Les droits de l’homme constituent autant de désillusion, après de gros espoirs…
C’est ce qu’il faut résolument mettre au passif de ce bilan d’étape de Mohammed VI. Les droits de l’homme sont toujours bafoués, la justice demeure aux ordres et sert souvent d’outil de représailles. La torture n’a pas disparu et l’appareil sécuritaire est toujours sanctuarisé sans contre-pouvoirs politiques. Quant à la liberté de la presse, après une parenthèse où des journaux au ton nouveau avaient repoussé certaines lignes rouges, nous revenons peu à peu à un journalisme de complaisance et de non-dit. Il faut dire que les moyens de faire taire les esprits libres se sont adaptés : on n’emprisonne plus systématiquement les journalistes, mais les amendes colossales, le risque d’interdiction d’exercer ou le boycott économique des journaux ont fini par faire triompher l’autocensure.

Vous décrivez un roi jaloux de ses prérogatives, absolues selon la Constitution…
C’est le point nodal de l’inertie du régime qui se définit comme une « monarchie exécutive », c’est-à-dire au fond « irresponsable » devant ses sujets puisque d’ascendance divine. Tout progrès est de ce fait anéanti par une infantilisation des institutions.

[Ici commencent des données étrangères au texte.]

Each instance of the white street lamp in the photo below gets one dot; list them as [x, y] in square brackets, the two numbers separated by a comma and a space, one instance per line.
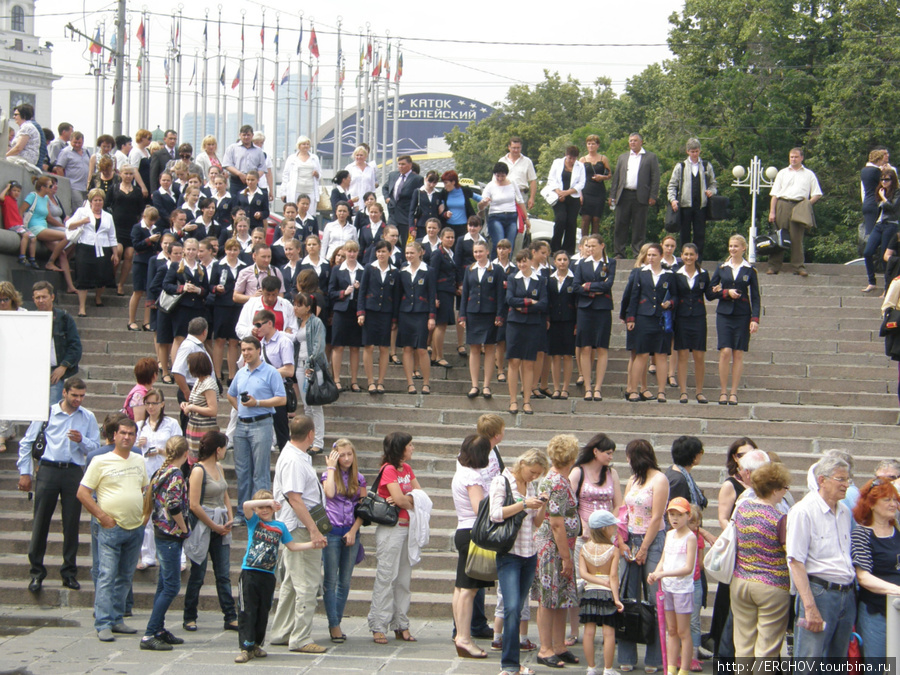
[755, 180]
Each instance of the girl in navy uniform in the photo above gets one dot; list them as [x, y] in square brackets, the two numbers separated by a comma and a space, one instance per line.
[561, 335]
[146, 245]
[526, 298]
[226, 311]
[190, 279]
[504, 250]
[343, 292]
[594, 278]
[416, 316]
[652, 292]
[690, 319]
[375, 313]
[480, 313]
[255, 201]
[629, 335]
[445, 274]
[737, 316]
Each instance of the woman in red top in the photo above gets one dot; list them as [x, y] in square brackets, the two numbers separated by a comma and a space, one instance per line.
[390, 592]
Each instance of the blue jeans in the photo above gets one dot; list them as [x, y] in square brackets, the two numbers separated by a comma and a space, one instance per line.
[872, 628]
[338, 561]
[118, 551]
[514, 574]
[220, 553]
[252, 458]
[879, 238]
[838, 610]
[637, 580]
[502, 226]
[168, 554]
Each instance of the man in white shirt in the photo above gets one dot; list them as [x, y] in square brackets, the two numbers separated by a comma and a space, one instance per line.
[297, 490]
[792, 185]
[521, 169]
[818, 554]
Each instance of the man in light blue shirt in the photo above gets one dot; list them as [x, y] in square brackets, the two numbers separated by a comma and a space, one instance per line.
[255, 392]
[71, 433]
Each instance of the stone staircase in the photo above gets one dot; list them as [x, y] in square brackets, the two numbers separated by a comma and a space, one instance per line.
[815, 378]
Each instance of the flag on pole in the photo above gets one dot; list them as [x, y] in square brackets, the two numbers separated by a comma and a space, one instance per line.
[95, 43]
[313, 43]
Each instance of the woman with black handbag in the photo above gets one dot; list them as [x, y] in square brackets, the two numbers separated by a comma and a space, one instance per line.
[309, 355]
[516, 568]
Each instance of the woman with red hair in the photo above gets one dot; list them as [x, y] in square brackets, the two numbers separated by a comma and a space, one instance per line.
[875, 550]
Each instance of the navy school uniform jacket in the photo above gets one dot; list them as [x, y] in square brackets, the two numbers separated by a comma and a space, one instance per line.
[747, 283]
[561, 298]
[485, 296]
[647, 298]
[516, 293]
[691, 300]
[221, 275]
[417, 292]
[259, 201]
[601, 279]
[376, 295]
[175, 281]
[443, 268]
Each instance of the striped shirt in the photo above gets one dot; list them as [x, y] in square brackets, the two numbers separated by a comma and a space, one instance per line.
[760, 555]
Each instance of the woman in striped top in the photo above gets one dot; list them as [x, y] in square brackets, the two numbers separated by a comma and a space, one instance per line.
[760, 589]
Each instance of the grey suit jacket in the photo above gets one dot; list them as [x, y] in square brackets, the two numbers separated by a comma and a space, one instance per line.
[648, 178]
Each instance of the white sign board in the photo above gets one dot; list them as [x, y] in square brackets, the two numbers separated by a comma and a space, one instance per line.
[25, 339]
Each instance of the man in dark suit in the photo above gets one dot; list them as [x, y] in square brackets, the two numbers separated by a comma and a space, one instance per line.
[633, 189]
[398, 192]
[162, 157]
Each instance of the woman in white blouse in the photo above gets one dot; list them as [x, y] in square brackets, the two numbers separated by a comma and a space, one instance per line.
[95, 253]
[301, 173]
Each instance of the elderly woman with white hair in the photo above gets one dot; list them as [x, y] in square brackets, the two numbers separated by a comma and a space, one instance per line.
[301, 173]
[362, 174]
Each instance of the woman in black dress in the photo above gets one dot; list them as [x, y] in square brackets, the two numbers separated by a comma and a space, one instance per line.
[652, 293]
[736, 285]
[596, 173]
[125, 201]
[690, 320]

Peu porté sur la politique, le roi délègue, mais pas aux élus. Qui décide ?
Sans horizon de réforme du pacte social avec la monarchie, le système continuera par fonctionner par la cooptation de certaines élites et non par la méritocratie et la sanction des urnes. Aujourd’hui, le cabinet royal a plus de pouvoir que toutes les institutions représentatives cumulées. D’où d’ailleurs la désaffection des Marocains pour les élections. Le risque est que le roi se retrouve ainsi seul face à ses choix.

Comment votre livre a-t-il été accueilli au Maroc ?
Il est censuré au Maroc. La presse qui en a beaucoup parlé a évité dans sa majorité d’en débattre sur le fond et fustigé sa « liberté déconcertante » pour reprendre la Une d’un hebdomadaire casablancais. Cela dit, il se vend très bien à l’étranger. Les Marocains sont contraints de le lire sous le manteau.

(1) Mohammed VI, le grand malentendu, chez Calmann-Lévy. On lira aussi avec grand intérêt Le Maroc de Mohammed VI, la transition inachevée, de Pierre Vermeren, à La Découverte.

L’ÉDITO :qui gouverne ?
Des institutions démocratiques ne font pas une démocratie, le Maroc le prouve. Le gouvernement y ressemble plus à une courroie de transmission des décisions royales, alors que le parlement n’est rien d’autre qu’une chambre d’enregistrement. Les conseillers du roi, un homme qui n’a guère d’appétence pour la chose politique, jouent dès lors un rôle capital dans le processus décisionnel. Avec les amis et les responsables sécuritaires, en tout une grosse cinquantaine de personnes composent le pouvoir réel, et « font tourner le pays », comme l’écrit l’historien français Pierre Vermeren. Parmi ceux-là, un homme sort du lot, Fouad Ali al-Himma, un proche du roi qui semble jouir du statut de nº 2 virtuel du royaume. Il s’est lancé en politique en 2007, créant le Parti de l’authenticité et de la modernité, promis à un grand succès car perçu comme « le parti du roi ». (B. L.)

et les islamistes ?
La mouvance islamiste marocaine se révèle protéiforme. Depuis les royalistes membres du Parti de la justice et du développement (PJD), second au parlement, jusqu’à la mouvance jihadiste terroriste (les attentats de Casablanca en 2003 avaient choqué le pays) en passant par la puissante association tolérée « Justice et bienfaisance » du cheikh Yassine qui conteste non sans audace la sacralité du roi, toute la gamme des postures islamistes se retrouvent au royaume chérifien. Les autorités n’ont de cesse de contrôler les diverses tendances, usant au besoin d’une répression sans merci – et parfois aveugle, selon des ONG spécialisées dans les droits de l’homme – ou en veillant à circonscrire les progrès du PJD, sans oublier la surveillance de la formation des imams. (B. L.)